Le texte entend indiquer comment préserver l’Ecole des infiltrations religieuses menaçantes et il énonce pour cela des conceptions inquiétantes : il s’agit de protéger « l’enceinte scolaire », pour n’y laisser entrer « aucun prosélytisme, de quelque provenance qu’il soit » (p.25) et remédier à ceux que l’enfant aurait déjà subis. Marqué par l’influence du « milieu familial et social » (p.28), il faut en effet qu’il en soit « émancipé » (id) : « sa personnalité, déjà constituée en partie à l’extérieur par le milieu familial et social, requiert aussi d’être émancipée de ces influences » (p.27). Les parents apprécieront ici le respect dont ils sont l’objet ; de plus « la laïcité de l’Ecole est aujourd’hui un espace de silence dans un monde d’incessant vacarme idéologique » (p.32). Pour en assurer l’asepsie on doit notamment « interdire le CDI à des documents fallacieux » (p.37) et « installer des dispositifs de filtrage » (p.38) les critères d’appréciation seraient sans doute ceux de M. Bidar ! La liberté personnelle, sous prétexte d’être sauvegardée, est en réalité bafouée au nom d’un dogmatisme camouflé. Etonnante est cette illusion d’une école qui, pour affranchir l’esprit de l’élève, le couperait de ses racines familiales et sociales, pour le façonner en fonction d’une idéologie d’Etat.

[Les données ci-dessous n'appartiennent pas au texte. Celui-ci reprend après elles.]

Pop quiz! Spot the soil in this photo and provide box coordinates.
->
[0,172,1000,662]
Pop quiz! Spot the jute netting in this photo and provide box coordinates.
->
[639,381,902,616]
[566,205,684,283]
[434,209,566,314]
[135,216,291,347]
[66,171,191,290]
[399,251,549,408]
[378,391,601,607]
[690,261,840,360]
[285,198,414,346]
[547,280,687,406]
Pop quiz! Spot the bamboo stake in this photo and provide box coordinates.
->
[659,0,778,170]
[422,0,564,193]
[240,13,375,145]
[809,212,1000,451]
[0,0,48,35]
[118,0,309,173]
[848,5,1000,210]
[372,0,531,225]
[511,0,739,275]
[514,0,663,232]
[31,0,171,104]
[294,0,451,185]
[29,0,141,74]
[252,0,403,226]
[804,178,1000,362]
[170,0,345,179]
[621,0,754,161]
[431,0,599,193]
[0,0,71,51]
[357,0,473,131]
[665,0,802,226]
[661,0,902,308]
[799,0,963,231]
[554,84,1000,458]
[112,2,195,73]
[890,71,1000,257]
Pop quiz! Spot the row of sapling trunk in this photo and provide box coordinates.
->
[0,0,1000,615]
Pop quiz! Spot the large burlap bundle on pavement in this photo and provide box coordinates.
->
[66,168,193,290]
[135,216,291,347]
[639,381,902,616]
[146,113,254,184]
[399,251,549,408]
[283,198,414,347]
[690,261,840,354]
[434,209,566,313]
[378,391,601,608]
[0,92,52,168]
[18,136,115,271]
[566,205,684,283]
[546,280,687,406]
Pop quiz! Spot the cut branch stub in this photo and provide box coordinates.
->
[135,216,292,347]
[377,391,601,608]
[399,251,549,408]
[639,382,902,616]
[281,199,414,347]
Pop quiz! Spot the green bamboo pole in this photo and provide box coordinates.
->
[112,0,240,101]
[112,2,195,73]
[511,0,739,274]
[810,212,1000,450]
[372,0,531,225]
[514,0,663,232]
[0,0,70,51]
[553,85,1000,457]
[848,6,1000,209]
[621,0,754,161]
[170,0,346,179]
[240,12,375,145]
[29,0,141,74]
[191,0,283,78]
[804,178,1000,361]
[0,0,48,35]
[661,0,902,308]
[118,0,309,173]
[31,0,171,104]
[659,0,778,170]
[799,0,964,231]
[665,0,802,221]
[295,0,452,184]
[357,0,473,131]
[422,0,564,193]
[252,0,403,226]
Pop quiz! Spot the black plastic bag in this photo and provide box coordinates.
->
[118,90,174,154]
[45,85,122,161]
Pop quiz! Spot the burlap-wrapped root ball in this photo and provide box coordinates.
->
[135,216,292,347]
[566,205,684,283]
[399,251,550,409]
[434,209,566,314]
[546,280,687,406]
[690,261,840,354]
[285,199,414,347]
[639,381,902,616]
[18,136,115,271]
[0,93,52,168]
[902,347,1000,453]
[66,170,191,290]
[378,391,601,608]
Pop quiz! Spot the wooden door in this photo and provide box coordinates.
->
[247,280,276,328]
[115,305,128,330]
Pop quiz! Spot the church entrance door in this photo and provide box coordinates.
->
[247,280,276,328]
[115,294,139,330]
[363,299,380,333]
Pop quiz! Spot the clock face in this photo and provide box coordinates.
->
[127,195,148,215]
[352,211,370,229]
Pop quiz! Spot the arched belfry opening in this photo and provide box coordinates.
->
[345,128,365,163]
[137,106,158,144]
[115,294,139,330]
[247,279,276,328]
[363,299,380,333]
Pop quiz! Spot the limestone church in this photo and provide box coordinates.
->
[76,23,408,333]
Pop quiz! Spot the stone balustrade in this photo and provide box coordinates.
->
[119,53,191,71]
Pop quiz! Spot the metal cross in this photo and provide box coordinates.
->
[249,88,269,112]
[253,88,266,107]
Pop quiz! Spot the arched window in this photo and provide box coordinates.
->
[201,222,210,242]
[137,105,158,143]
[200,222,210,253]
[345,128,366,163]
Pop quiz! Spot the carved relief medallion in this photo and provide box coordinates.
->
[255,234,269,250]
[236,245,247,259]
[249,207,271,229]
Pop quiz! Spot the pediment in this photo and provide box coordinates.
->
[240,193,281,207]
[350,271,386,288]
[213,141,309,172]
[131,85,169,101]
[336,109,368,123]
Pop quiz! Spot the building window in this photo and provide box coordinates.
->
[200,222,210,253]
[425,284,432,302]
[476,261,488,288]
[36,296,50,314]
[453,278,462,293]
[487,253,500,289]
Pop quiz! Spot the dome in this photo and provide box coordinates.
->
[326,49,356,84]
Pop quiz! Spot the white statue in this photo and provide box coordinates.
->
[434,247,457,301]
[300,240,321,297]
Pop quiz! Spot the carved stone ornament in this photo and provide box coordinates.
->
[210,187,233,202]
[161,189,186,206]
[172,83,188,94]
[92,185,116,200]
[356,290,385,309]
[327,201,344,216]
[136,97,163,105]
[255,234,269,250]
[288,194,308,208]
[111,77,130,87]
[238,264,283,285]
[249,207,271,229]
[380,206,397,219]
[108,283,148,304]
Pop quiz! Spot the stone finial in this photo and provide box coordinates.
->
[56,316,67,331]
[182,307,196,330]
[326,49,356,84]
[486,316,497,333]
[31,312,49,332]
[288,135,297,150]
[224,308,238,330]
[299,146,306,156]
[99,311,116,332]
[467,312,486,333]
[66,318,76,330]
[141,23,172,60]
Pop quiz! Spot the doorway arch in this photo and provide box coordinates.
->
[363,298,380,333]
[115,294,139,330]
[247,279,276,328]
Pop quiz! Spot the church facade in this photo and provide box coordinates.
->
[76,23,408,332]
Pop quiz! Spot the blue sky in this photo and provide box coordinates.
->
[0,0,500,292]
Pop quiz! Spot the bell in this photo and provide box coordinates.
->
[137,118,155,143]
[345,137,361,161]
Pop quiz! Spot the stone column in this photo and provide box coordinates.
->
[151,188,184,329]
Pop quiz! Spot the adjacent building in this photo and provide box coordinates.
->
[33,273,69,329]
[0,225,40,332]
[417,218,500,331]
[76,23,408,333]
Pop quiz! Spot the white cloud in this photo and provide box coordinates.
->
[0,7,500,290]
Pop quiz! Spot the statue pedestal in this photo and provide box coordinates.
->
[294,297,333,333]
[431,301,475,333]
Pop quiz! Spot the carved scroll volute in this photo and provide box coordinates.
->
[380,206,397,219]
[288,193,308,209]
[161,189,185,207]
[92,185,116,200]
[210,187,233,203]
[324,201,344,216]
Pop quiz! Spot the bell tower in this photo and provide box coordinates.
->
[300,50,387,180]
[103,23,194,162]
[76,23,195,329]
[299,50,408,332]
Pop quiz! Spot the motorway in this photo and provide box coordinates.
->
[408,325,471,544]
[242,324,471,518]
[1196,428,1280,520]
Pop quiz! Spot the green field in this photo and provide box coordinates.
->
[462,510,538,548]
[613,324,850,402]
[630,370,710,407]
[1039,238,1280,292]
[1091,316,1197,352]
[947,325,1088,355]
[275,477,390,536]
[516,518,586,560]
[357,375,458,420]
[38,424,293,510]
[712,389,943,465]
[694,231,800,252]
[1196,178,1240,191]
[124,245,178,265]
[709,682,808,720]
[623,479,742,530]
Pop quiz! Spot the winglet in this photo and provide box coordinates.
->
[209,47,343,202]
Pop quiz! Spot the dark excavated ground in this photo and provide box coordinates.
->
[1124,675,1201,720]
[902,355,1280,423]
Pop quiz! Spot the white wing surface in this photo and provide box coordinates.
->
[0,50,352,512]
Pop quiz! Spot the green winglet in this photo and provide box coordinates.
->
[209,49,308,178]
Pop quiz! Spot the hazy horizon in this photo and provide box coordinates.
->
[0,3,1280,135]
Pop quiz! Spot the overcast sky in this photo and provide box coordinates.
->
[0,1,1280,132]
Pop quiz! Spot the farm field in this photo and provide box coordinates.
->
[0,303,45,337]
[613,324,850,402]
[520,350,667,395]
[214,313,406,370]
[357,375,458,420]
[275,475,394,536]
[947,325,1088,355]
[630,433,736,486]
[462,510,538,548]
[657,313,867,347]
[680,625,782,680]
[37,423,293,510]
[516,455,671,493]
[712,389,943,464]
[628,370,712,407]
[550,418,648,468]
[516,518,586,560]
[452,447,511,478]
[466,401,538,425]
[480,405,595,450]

Non moins irritant, mais naïf, est le néo-positivisme qui anime le climat de l’ouvrage. Issu d’un rationalisme superficiel, seule est présentée comme valide la connaissance scientifique, tandis que les « croyances », qui ne sauraient accéder à la vérité, sont seulement des métaphores (p. 95) et restent subjectives (p.140). Et, tout en les réputant respectables, l’auteur cache mal qu’elles sont, à ses yeux, résiduelles et ne suscitent qu’une certaine commisération. Ainsi en va-t-il aussi de ses considérations sur l’instruction religieuse (p.189), qui font sourire. Dans la mesure où ce ne serait que l’opinion de M. Bidar, cela n’aurait, bien sûr, guère d’intérêt et guère d’importance. Mais quel est exactement le statut de cette publication ? Quoi qu’il en soit, cette assimilation de la laïcité à un rationalisme néo-positiviste appelle une forte et ferme réprobation. Cet ouvrage, marqué en outre par d’incessantes et pesantes réitérations et redondances, constitue ainsi un exemple accompli de la dérive laïciste qui confirme l’ambigüité soigneusement entretenue de la notion de laïcité.